PORT ANGELES — Under a canvas awning sheltering the family and close friends of Joe Rogers, the boy’s father laid his arms on the light green casket and brought his forehead down to touch its shiny surface.
After a moment, Tom Rogers straightened and moved into the embrace of family members as a knot of adults and children pressed forward and placed colorful flowers on top of Joe’s casket.
Inside the casket, Joe’s mother had placed his fishing pole and vest.
There are no answers to explain the tragic death of a boy as young as Joseph Franklin Rogers, the Rev.
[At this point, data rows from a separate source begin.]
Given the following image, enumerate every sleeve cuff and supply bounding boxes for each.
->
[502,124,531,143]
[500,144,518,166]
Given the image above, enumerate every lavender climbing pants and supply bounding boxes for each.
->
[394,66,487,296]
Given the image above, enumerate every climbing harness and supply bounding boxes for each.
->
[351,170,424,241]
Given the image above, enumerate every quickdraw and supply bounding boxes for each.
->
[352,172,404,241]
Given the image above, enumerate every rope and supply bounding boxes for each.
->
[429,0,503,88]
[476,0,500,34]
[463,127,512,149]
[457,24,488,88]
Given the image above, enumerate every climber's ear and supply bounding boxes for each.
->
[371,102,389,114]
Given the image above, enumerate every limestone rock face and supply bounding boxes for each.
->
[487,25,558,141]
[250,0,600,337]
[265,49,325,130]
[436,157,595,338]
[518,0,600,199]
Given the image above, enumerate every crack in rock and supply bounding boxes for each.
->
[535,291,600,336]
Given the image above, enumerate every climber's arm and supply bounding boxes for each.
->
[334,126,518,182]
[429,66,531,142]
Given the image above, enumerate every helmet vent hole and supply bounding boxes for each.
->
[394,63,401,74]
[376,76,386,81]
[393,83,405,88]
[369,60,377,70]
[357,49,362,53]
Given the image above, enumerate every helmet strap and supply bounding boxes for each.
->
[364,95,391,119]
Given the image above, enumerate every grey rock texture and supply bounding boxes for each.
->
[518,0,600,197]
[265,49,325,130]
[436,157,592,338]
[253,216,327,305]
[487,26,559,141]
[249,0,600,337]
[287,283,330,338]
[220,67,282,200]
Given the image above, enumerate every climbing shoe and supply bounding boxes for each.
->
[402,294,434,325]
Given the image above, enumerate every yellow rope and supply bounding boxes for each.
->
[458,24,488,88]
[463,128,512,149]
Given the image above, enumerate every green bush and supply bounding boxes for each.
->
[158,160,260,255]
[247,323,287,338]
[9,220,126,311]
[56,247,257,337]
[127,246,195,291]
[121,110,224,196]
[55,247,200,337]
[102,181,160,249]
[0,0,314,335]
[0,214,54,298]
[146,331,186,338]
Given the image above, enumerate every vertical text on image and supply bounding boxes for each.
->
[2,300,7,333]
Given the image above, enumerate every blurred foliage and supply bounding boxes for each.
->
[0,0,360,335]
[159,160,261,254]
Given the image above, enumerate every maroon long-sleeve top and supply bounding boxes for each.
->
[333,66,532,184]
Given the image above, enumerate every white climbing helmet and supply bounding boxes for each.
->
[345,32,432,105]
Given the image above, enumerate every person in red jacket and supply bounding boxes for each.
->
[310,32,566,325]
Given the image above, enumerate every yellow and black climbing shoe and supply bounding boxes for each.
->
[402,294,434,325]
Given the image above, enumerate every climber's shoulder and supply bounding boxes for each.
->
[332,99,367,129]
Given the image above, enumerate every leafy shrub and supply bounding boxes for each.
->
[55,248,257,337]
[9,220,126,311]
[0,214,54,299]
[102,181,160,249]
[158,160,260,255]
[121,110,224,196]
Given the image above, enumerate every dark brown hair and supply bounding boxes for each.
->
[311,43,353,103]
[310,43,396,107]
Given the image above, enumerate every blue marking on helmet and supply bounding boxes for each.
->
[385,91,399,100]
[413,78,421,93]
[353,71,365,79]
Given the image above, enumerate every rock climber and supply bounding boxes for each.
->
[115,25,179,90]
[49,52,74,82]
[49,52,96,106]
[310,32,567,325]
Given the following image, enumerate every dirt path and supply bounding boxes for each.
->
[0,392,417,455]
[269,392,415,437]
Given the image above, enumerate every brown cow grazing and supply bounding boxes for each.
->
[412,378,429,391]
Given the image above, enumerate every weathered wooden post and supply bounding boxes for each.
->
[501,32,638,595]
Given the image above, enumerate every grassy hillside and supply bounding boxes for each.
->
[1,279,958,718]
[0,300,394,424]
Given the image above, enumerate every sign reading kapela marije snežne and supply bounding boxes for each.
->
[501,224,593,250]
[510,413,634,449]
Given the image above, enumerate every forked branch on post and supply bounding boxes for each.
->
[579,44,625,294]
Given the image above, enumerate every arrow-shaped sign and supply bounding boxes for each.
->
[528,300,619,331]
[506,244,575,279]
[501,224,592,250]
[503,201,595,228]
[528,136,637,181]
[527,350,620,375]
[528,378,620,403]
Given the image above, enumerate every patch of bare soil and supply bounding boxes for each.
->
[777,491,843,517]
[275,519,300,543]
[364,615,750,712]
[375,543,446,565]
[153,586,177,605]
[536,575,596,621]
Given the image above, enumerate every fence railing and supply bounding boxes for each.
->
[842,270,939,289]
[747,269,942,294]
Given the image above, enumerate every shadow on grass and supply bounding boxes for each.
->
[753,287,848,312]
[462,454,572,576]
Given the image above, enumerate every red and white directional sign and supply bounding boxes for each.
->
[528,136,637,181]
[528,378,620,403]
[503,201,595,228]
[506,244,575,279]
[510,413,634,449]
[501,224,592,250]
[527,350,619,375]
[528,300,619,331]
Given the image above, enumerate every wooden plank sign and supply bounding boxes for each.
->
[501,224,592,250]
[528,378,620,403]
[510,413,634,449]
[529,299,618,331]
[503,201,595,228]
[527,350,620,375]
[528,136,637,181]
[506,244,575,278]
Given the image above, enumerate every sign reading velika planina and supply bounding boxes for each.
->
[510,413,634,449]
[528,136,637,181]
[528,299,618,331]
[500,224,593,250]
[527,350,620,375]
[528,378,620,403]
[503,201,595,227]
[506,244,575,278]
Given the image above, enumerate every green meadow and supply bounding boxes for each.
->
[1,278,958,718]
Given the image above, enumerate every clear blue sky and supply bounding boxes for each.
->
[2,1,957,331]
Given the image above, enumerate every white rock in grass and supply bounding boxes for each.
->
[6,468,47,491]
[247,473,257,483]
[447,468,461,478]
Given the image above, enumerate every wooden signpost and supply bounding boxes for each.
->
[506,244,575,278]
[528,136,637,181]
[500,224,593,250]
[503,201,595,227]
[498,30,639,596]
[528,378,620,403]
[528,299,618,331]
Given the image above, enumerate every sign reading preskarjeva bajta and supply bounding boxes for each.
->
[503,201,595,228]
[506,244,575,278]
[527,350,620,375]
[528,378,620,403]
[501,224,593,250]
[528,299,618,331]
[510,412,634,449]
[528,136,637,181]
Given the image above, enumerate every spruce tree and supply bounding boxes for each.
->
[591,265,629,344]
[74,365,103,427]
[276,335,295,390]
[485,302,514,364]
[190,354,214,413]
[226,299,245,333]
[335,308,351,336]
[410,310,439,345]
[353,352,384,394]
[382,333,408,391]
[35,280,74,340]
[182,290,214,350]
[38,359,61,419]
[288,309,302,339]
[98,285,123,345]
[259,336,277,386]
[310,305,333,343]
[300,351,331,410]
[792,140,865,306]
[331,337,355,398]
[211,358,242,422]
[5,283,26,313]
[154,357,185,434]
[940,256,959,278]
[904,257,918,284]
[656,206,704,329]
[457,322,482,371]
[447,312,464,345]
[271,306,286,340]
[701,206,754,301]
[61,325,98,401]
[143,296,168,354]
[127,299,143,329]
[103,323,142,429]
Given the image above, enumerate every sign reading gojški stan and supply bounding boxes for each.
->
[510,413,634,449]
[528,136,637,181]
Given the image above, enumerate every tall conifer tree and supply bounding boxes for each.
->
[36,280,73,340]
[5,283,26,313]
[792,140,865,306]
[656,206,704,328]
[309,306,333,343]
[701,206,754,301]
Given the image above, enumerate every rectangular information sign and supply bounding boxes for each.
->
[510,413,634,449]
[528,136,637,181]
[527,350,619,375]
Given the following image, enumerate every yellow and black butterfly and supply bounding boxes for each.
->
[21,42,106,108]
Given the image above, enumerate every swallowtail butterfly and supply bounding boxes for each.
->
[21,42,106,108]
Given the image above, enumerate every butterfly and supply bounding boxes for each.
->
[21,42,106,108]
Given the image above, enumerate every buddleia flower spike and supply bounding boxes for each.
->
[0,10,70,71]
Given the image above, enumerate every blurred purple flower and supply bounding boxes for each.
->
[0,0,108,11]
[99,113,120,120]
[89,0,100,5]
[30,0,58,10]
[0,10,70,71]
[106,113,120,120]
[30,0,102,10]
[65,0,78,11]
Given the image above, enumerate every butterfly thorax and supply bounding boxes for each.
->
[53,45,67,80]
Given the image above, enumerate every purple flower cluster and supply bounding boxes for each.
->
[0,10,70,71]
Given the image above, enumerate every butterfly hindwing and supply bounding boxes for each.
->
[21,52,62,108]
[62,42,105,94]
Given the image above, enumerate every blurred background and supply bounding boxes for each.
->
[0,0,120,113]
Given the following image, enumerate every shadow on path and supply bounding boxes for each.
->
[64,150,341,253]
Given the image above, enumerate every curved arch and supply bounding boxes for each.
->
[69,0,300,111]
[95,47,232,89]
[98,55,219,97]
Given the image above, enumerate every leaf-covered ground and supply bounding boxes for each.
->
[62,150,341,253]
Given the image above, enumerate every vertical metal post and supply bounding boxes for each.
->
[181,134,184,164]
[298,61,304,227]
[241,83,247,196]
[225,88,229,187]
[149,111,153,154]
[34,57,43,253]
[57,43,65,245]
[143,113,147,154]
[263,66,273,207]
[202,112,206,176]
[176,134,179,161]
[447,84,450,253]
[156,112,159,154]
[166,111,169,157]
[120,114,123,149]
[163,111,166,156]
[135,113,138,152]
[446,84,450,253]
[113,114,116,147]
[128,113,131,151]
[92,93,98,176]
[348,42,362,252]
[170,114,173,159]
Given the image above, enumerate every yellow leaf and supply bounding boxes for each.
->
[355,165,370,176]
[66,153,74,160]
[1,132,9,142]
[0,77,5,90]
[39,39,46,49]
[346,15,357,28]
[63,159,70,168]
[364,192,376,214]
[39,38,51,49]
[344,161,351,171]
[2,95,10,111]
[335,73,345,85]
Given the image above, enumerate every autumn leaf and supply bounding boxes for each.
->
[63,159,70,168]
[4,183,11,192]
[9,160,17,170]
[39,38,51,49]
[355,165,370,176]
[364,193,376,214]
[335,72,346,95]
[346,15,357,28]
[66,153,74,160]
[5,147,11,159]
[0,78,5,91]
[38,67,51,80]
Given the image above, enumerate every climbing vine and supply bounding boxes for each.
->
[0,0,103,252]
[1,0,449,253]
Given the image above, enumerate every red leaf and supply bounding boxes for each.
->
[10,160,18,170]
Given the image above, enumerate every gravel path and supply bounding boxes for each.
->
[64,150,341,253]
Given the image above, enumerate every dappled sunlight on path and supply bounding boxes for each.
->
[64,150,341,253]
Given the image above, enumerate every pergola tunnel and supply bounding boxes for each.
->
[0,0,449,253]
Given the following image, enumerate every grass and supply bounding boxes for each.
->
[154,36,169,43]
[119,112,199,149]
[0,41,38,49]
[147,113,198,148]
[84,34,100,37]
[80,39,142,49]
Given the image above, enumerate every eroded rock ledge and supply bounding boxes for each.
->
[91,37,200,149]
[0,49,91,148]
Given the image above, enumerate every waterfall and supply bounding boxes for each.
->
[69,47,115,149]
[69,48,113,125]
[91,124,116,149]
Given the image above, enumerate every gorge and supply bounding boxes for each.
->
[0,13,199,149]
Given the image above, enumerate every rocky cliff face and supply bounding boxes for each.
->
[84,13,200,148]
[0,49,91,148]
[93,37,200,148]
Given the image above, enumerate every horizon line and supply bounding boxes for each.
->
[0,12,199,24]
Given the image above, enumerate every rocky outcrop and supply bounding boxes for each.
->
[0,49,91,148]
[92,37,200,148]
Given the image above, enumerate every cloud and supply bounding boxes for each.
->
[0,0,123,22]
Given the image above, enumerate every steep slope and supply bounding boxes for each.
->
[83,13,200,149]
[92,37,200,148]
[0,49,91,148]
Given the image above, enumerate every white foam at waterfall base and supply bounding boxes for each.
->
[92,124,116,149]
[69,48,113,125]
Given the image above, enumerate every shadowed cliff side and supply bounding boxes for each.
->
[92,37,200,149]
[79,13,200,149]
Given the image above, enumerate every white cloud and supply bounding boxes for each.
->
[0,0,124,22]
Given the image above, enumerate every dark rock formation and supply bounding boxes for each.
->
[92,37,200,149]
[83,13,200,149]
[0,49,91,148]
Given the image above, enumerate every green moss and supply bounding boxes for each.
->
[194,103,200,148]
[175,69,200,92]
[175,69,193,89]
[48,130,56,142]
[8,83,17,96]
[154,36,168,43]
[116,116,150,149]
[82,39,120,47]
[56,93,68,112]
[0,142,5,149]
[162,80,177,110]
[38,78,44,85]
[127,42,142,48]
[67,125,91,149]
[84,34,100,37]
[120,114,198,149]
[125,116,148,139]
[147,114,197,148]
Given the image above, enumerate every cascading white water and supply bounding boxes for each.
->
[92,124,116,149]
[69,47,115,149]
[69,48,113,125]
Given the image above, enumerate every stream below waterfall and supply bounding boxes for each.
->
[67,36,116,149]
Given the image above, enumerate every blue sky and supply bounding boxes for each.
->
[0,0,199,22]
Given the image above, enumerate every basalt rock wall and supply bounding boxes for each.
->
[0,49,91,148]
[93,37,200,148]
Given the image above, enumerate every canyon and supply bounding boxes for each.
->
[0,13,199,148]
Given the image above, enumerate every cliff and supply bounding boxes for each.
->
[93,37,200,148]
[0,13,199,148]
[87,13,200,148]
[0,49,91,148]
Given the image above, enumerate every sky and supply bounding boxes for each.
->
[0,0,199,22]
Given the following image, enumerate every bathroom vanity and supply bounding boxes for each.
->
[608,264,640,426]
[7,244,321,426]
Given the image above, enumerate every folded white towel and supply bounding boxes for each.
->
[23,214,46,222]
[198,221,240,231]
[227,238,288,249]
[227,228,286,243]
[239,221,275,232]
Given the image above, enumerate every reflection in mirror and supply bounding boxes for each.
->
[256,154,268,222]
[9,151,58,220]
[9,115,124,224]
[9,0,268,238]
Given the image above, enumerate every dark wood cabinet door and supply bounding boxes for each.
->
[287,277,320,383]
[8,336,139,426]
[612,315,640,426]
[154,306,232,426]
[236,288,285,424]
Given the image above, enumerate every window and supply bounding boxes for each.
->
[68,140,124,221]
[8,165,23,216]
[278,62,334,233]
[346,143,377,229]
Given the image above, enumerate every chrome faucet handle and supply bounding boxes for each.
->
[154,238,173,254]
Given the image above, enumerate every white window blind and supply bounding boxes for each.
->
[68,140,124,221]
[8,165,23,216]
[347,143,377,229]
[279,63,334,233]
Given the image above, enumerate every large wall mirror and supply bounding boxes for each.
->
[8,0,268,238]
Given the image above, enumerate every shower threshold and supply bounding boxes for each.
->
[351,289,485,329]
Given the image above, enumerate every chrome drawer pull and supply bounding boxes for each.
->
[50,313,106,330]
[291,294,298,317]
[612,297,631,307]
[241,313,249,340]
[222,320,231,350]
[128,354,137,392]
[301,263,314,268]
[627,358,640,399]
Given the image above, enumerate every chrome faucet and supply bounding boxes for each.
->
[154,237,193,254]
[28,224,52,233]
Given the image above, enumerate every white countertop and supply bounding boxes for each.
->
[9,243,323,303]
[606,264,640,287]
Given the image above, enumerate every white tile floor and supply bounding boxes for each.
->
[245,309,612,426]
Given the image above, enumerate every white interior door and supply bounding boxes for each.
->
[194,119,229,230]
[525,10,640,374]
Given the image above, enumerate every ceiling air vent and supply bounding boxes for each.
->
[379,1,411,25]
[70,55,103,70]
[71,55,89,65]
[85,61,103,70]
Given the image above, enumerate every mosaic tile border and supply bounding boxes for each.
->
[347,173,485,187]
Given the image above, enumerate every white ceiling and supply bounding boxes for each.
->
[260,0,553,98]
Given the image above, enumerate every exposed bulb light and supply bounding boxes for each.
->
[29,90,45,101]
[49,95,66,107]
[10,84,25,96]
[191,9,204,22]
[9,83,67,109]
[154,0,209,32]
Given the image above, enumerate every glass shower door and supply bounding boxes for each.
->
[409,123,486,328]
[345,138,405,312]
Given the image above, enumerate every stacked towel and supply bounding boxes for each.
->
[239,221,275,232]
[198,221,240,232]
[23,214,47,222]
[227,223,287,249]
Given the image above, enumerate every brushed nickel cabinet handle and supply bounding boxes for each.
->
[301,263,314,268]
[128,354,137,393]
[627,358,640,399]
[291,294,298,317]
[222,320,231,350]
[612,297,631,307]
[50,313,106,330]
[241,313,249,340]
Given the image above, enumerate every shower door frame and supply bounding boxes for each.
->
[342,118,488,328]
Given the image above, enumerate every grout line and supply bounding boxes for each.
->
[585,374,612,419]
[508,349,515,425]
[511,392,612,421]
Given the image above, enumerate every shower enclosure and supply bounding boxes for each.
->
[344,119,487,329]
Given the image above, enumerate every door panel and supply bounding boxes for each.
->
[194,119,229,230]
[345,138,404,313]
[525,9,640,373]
Mel Wilson said at Saturday’s graveside service.
So instead of searching for answers, more than a hundred family members, friends and classmates gathered in the lush grass at Mount Angeles Memorial Park near Port Angeles to remember a kind, blond-haired 13-year-old who put his all into the things he did and loved to catch the biggest fish.
Joe, a seventh-grader at Crescent School in Joyce, shot himself in the chest with a .22-caliber three-quarter length rifle last Wednesday morning in the back of a classroom where his teacher and 18 other students — the entire seventh grade — were having language arts class.
Joe had carried the rifle to school inside his guitar case, pointed it at no one but himself, and uttered only his teacher’s name — “Mrs. Hibbard” — before shooting himself.
Those who knew him say he was a happy boy from a loving family, making it so hard to understand why he would kill himself.
His death has stunned the small community of Joyce where, like Joe, most children start Crescent School as preschoolers.
Under the afternoon’s bright sky, groups of children close to Joe’s age stood among the gravestones, some with tears overflowing, others with faces set hard and firm, many with hands dug deep into the pockets of blue jeans.
Adults gathered among them, offering gentle hugs to their children or embracing each other.